As soon as vertical root fracture is diagnosed, the prognosis is assumed to be hopeless and extraction and implant become the top choice in the view of the majority of us, dentists. I used to agree with the above statement and never cared for herodontics to save these teeth until I came across quite a few cases with long-term follow-ups that have made me think twice about this.

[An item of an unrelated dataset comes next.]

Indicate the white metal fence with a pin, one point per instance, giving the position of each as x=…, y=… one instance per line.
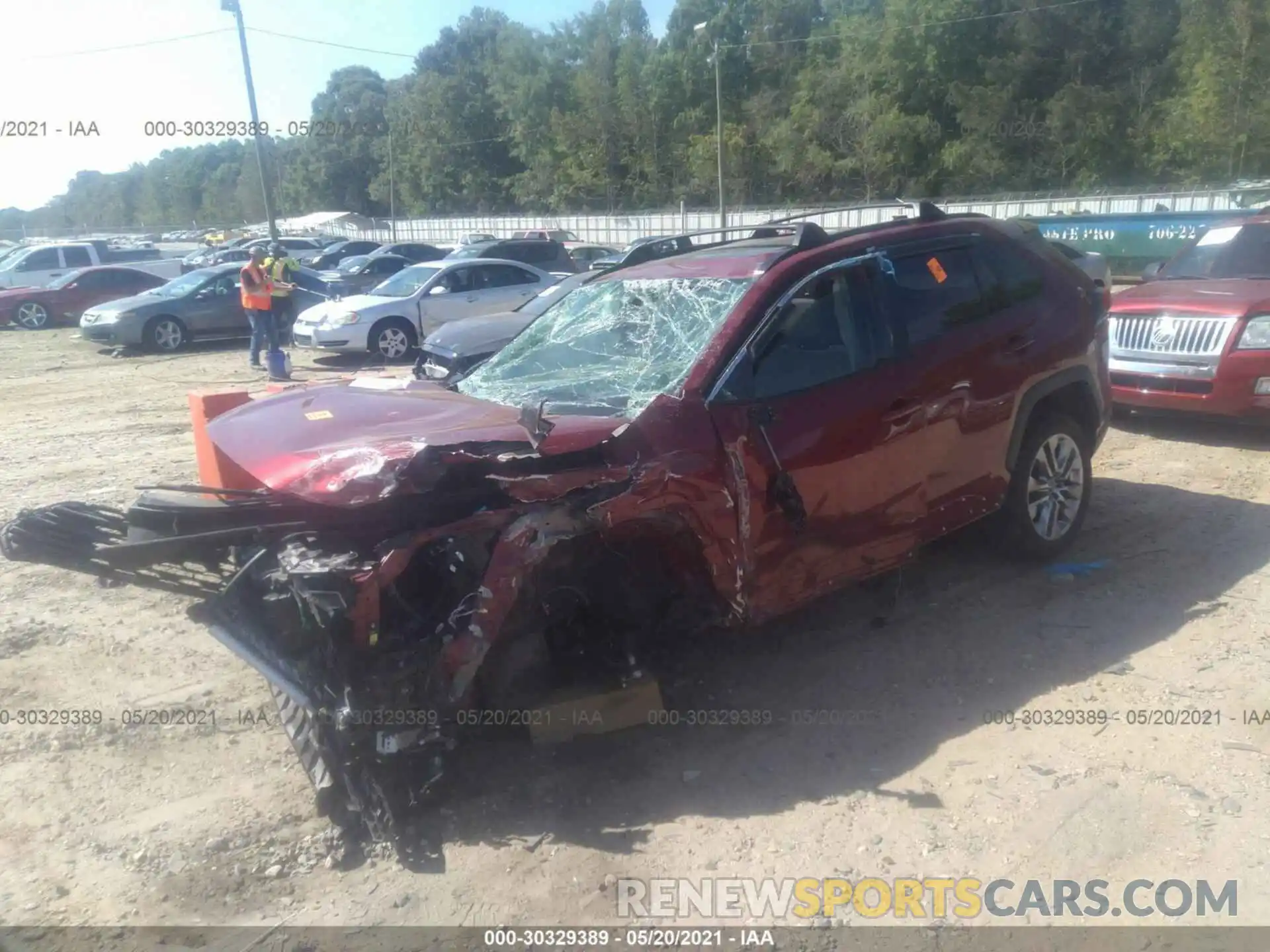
x=621, y=227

If I had seen this patient, I would have thought there is no way hemisection would work in this case. To be honest, I may have not even thought about this option in this day and age of implant dentistry. I would have thought to myself that the distal root is very narrow mesiodistally to begin with and has a metal post in it. The distal root would have been the next root to go in my opinion. After all, this is a major chewing tooth with relatively heavy occlusion. A 10-year follow-up of this case shows an absolutely beautiful restorative work with a lone standing root that is still an integral part of this bridge.

I am sure there are so many examples of works like this that have worked out and some that did not stand the test of time. But, I truly believe that every natural tooth deserves a change to survive for as long as possible. Implant is a great option to replace a missing tooth, not a tooth.